No smiles today. Help please!

iVillage Member
Registered: 03-27-2003
No smiles today. Help please!
7
Thu, 03-27-2003 - 10:27am
hi girls. haven't been around in a while. I have been busy at work and trying to sort things out. My H sort of suspects that I am having EMA which has been stressful. We have had a lot of the bad issues in the marriage (nor related to EMA) come up lately and I have basically reached the point where I am ready to leave. But I had reached the conclusion that I would wait until August when my son starts school so that we could make a clean break all at once. (I know that sounds like I would be putting too many changes on him at once, but it has been my experience with him that he does better when all his changes come that way. Then he can deal with them all and move on.) Then this morning I caught H searching my car. It just so happens I was with MM last night and we did some swimming and H found the wet swimsuit in my car. (I know it was stupid I should have hidden it somewhere other than the car.) I told H that I was doing a water aerobics class and hadn't told him because he would gripe about the cost (which he would if it was true). He told me he just can't trust me anymore and thinks it would be a good idea if we separate for awhile at least. I am so torn by this. On the one hand I am excited that I won't have to put up with H cosntantly been mad at me anymore and looking over my shoulder all the time. And I'm excited that MM has already said that he will be spending nights at my place when my son is not there. But then I am overwhelmed with grief about what this is going to do to my son. He is only five years old! He will still see his Daddy all the time, but I know he will miss him so much and won't understand what is going on. I never wanted my child to have to grow up with divorced parents. But then I guess no one ever does. And I think maybe I still love H a little bit. I guess the time away will help me sort that out. What am I going to do? Any advice or stories of experiences would be really helpful.

Thanks,

sunshine

Avatar for babeslvr
iVillage Member
Registered: 03-26-2003
Thu, 03-27-2003 - 12:05pm
well i know how you feel. my H has been suspicious for some time now. and i have told many a lies. he doesnt trust me for one second. the M has been damaged for some years now. and i feel that it cant be repaired, lord knows i have tried. he has recently told me one more reason to suspect an A and we are over. am i upset, no. i feel he is a freind at this point. my MM knows how thingss are with H and me and he just listens. MM and i both know things would be easier if i was to leave. and that is one that tugs at me daily. as for your son he deserves to be in a happy enviroment. if there is negativity and or hhostility that is no good for him. and he will understand when he gets older. D is never good or easy. i am sure my H will be the biggest jerk out there. and i need to make sure that MM is not an issue for the simole reason my grown girls will have nothing to do with me. and that is because my MM is so young and married. yes i think you need to take the time apart to figure things out. it will be a time of reflection and soul searching. keep us posted we are all here for you.
iVillage Member
Registered: 03-20-2003
Thu, 03-27-2003 - 12:55pm
Sunshine....my advice is take H up on the offer to separate...your 5-year old may have some trouble dealing with all of it...but honestly i think he will also flourish in a house where mom and dad aren't fighting....

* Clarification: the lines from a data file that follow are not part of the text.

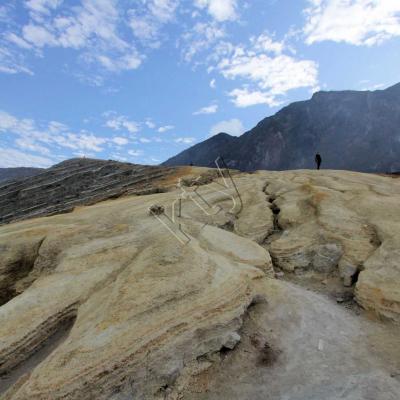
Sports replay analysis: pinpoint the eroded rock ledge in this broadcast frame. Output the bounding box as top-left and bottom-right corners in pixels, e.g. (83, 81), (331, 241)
(0, 167), (400, 400)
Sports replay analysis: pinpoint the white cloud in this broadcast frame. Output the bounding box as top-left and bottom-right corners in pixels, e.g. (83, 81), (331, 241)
(15, 137), (50, 155)
(128, 150), (143, 157)
(157, 125), (175, 133)
(209, 118), (244, 136)
(128, 0), (179, 47)
(5, 32), (32, 49)
(0, 0), (144, 77)
(182, 22), (226, 62)
(112, 136), (129, 146)
(194, 0), (238, 22)
(0, 110), (112, 154)
(25, 0), (62, 14)
(145, 119), (156, 129)
(0, 46), (33, 75)
(174, 137), (196, 144)
(229, 87), (281, 108)
(104, 112), (139, 133)
(304, 0), (400, 46)
(193, 104), (218, 115)
(216, 34), (318, 107)
(0, 147), (54, 168)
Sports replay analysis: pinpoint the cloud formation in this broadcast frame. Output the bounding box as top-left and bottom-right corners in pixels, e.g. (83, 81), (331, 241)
(193, 104), (218, 115)
(304, 0), (400, 46)
(209, 118), (245, 137)
(216, 34), (318, 107)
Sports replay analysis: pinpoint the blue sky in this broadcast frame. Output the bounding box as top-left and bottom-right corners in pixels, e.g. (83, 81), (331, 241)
(0, 0), (400, 167)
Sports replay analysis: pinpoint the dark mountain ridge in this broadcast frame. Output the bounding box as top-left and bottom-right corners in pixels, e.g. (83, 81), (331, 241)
(164, 84), (400, 172)
(0, 167), (44, 182)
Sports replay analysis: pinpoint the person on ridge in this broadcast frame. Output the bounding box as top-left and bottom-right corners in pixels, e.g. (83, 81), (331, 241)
(315, 153), (322, 169)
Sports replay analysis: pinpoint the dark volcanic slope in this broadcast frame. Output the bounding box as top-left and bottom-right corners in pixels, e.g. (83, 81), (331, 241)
(0, 167), (43, 182)
(164, 84), (400, 172)
(0, 159), (174, 224)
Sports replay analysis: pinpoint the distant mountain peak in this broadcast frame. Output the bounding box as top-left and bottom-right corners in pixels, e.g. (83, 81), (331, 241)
(164, 83), (400, 172)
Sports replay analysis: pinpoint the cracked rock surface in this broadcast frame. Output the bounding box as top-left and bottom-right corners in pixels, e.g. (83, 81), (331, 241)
(0, 168), (400, 400)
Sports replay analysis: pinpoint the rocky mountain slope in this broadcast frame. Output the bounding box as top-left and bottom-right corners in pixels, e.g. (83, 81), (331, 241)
(0, 158), (184, 224)
(164, 83), (400, 172)
(0, 167), (43, 182)
(0, 168), (400, 400)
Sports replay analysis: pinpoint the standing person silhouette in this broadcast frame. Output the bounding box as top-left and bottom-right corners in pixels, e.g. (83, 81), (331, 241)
(315, 153), (322, 169)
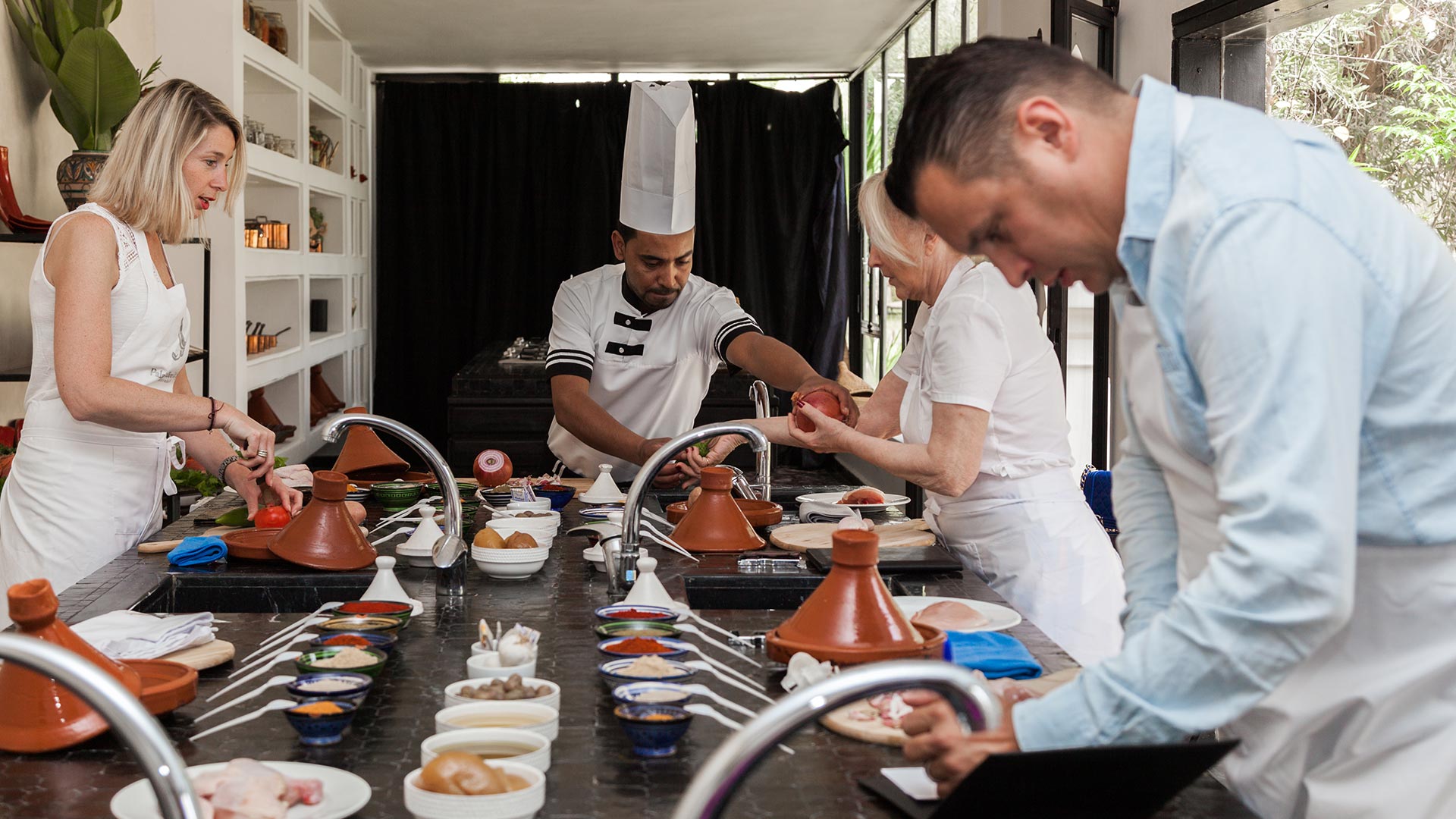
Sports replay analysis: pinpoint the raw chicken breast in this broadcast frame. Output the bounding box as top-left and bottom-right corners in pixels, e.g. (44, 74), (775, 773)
(910, 601), (990, 631)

it's not easy as a parent to see the pain in a child's eye...but the child will be okay i promise....my parents divorced when i was 16 and my brother 11 and honestly i wish they had done it sooner....it would have made for a happier childhood in my opinion....

take a few deep breaths and take some time for you also...to really evaluate both situations clearly....when you do separate....

molly

iVillage Member
Registered: 03-27-2003
Thu, 03-27-2003 - 3:45pm
Thanks so much. It eases my mind to know that someone else can understand how I am feeling. I know if my family knew about MM they would not approve either because he is much older than me and married with three kids. I can't take that added stress, so I think he and I will have to keep things very discreet even when I am separated. And good luck to you with your H. Should we divorce after the separation my H has made it clear that he will be in contention for the biggest jerk award too. Why do they have to make a difficult situation even harder?

sunshine

iVillage Member
Registered: 03-27-2003
Thu, 03-27-2003 - 3:50pm
Thanks Molly for the great advice. My H called earlier and said that maybe we should wait until after my son's birthday next month to separate. That way he can enjoy his birthday. I see his point, but I also think he is just trying to back pedal from the idea to separate since he sees that I am actually going to do it. I have made up my mind though. I called an apartment locator and I'm moving out. My son is a very resilient and loving little boy and I'm sure he will adjust to this in time and thrive in the loving environment that we both will provide for him separately.

sunshine

iVillage Member
Registered: 03-26-2003
Thu, 03-27-2003 - 10:01pm
I can't really offer you much advice, your in a tough situtation, not much different from mine. My H has had his suspisions and made jokes about my BF (fishing for me to make a mistake and say something wrong) and we've gone so long with out being close emtionaly or physically that it's hard to get that back. I don't trust him anymore and I usually can't stand to be in the same room with him. We have a DD 8 and DS 4 and as much as I'd like to leave I just can't yet. You see we don't argue very often (that would require us to talk more than just small talk)we just sort of exist in the same house. I provide clean clothes, meals, a clean house and some one to have s*x with in the event he's actually in the mood. He provides additional income (I make more than he does) We've been existing like this for years and it's routine. I make sure that the children know they are loved and do fun things w/ them (H will fit them in if he doesn't have his nose stuck in a novel) I just don't know how they would handle it if I moved out w/ them. It's not like this is a terrible home life for them or there's lots of arguing going on, but there certainly isn't a lot of affection being shown between H & I. Geez I'm rambling, sorry. I hope that no matter what happens you continue to post and keep us all updated. Blue
iVillage Member
Registered: 03-26-2003
Fri, 03-28-2003 - 1:11pm
You need to follow your heart. Your son will be okay. Things were rough w/ my exH, he suspected I was having an A & I decided to leave & we have 2 daughters. My girls adjusted fine. It was definetly hard at first because they didnt understand why mommy & daddy were living apart but soon they got used to it. I dont regret leaving at all. It was definetly for the best. And definetly time away will help put everything in perspective for you. I always had my MM to fall back on, to love me, take care of me, be there for me so I dont think the break up was as hard as it could of been.
iVillage Member
Registered: 03-26-2003
Fri, 03-28-2003 - 1:56pm
Hang in there. Your situation is so close to mine, its almost spooky. I agree with what Molly says, children are lot more intuitive than we think. I am sure you son has picked up the signals between you and H. Mine certainly have, and are often questioning me about it (my silence or lack of love between us), even though they 4 and 7. Both of them are girls and I know that girls pick up these clues lot faster than boys do, in most cases. Hugs to you.